Ford’s New Private Car-Share Program Reminds Me of My College DaysFebruary 1, 2016 – Articles Are We There Yet? - Transportation Law Blog
While auto journalists swooned over the latest offerings at the Detroit Auto Show a few weeks ago, Ford had the most interesting launch of the bunch. It unveiled a pilot program called Ford Credit Link offering shared leasing of their vehicles to as many as three people. Ford’s fractional leasing program/private car-share is clearly targeted at college kids, city-dwellers, and even families where the individuals may only need the car for intermittent use but want to spread the costs of ownership amongst people they trust.
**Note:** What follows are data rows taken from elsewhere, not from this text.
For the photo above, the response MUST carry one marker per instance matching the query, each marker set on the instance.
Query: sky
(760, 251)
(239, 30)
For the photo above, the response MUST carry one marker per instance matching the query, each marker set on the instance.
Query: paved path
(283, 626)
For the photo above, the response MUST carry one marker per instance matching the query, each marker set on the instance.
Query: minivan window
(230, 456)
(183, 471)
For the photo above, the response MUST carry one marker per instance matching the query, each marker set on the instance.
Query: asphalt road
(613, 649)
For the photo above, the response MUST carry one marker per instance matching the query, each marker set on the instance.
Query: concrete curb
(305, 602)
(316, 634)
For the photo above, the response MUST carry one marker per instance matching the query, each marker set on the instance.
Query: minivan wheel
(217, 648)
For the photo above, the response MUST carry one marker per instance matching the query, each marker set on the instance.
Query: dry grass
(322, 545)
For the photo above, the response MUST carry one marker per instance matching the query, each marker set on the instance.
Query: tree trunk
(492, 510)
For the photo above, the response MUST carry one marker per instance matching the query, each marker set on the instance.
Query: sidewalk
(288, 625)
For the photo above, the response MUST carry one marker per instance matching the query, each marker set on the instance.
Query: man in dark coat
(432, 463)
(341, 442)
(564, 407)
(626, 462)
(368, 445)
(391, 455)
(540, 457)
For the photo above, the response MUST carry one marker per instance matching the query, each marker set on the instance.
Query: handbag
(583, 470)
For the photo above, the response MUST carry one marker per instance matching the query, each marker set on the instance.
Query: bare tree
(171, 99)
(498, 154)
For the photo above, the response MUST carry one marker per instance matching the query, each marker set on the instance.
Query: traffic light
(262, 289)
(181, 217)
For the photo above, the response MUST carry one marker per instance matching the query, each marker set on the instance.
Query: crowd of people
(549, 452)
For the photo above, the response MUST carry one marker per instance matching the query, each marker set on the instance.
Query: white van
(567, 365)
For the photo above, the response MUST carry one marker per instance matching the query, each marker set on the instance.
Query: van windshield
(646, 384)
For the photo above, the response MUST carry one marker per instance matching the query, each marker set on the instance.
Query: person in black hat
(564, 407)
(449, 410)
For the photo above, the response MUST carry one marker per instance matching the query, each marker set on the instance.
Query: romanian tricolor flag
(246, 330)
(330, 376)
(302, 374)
The legal implications for a program like this revolve around the potential impracticalities. Think back to your first apartment in college. It was like your own personal season of The Real World. You had three friends, or like me, one friend and two well-groomed strangers you found by posting a flyer around campus (yes, it was pre-Craigslist). You all signed a lease and plopped down the first month’s rent plus a security deposit. Then, the problems began. After a week you realized that the well-groomed strangers were slobs who liked to invite lots of strangers over to the house. Before long, you had a real tragedy of the commons on your hands. Then one of them decided to move to Japan for a semester and needed to get out of the lease. Suddenly, the well-groomed stranger’s problem was your headache.
Ford’s smartest legal move with Credit Link was in making each individual responsible for the lease terms. You’ll find this little disclaimer on the Credit Link info webpage “*Each person is fully responsible for all lease terms; however, the Ford Credit Link app helps your group coordinate payments and scheduling.” In other words, if someone decides they want out of the lease, the remaining parties are on the hook. Clever stuff Ford, just like my landlord in New Brunswick. Other, more typical lease issues would also be spread amongst the group. What happens if your well-groomed stranger dings the car or you can’t get the smell of Red Bull and clove cigarettes out of the thing by lease turn-in? Everyone bears the cost.
If you live in Austin, Texas, you’ll have a chance to test the program out yourself as Austin is the lone test market for Ford. This new way of thinking about car ownership offers the car-share experience with those you know and love or at least those you met by posting an ad. The challenges all lie in the allocation of risk which isn’t an issue with carshare programs like Zip-Car or Car2Go, but certainly present pause for thought with Ford’s private program. If the folks in Austin can make it work, Ford will have a hit on its hands and be ahead of the curve in attracting a functional demographic that doesn’t often buy or lease new cars.
And if you really put you’re thinking cap on, you’ll go after Ford’s sportier offerings. So far I’ve got Patrick George and I down for a GT350R. Anybody in as our third?